Yılmaz, şunları söyledi: “Bütün Müslümanlar gibi dünya ve ahiret mutluğuna talibiz. Bugün Allah rızasını elde etmek adına ne kadar iş yapıyoruz, bunun sorgusunu yaptığımızın farkındayız. Sonuçta sahip olduğunuz bütün nimetlerden sorulacaksınız. Görev yaptığımız hizmet de bir nimettir. Mihrap da, kürsü de, kurs da bir nimettir. Bu nimetlerden insanlara ne kadar fayda sağlayabildik, bunun bilincinde ve şuurunda olan insanlar olma gayretindeyiz. Sahip olduğumuz bu imkanları Allah’ın kullarını Allah’a davet kullanmak derdindeyiz. Nefsimize kul olmaktan ona sığınıyoruz. İnsanın en büyük putu kendi nefsidir. Allah korusun, nefsimiz hepimize çok büyük tuzaklar kurmaktadır.”

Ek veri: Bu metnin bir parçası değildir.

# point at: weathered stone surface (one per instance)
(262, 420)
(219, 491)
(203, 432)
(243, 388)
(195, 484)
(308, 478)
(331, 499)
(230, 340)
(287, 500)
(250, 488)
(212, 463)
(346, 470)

“Topyekün insanlığı kucaklayan bir anlayışa sahibiz”  diyen Yılmaz, “Sadece ülkemizdeki insanlardan ya da komşularımızdan değil, topyekün dünyada yaşayan insanlardan sorumlu olduğumuz bilinciyle hareket etmek gibi bir sorumluluğumuz var. “Yaratılanı yaratandan ötürü sevmek” gibi bir bilince sahip olmak gibi bir durumumuz var. Bu yüzden de Diyanet İşleri Başkanlığımız, önce kendi ülkemizdeki millet ve ümmet varlığımıza, sonra Avrupa’daki millet varlığımızın derdine düşmüş ve oraya ulaşma çabası içinde olmuş. Bizler bu manada hep koşturmuşuz. Sonra Sovyetler dağılmış, gönül coğrafyası dediğimiz Avrasya ülkelerinde hizmet alanları oluşmuş ve oralara koşmuşuz. Şimdi ise gerçekten Afrika, yeraltı zenginlikleri ve insan potansiyeliyle çok önemli bir yer. Şu anda orası bizden medet bekliyor. Oraya da Diyanet İşleri Başkanlığımız ve teşkilatımız, elinden geldiği kadar fiilen sahip çıkmaya çalışıyor. 105 ülkede aktif görevlilerimizle, 140 ülkede de vakıf hizmetleriyle bugün elhamdülillah bütün dünya Müslümanlarına, insanlara ulaşmanın derdindedir” diye konuştu.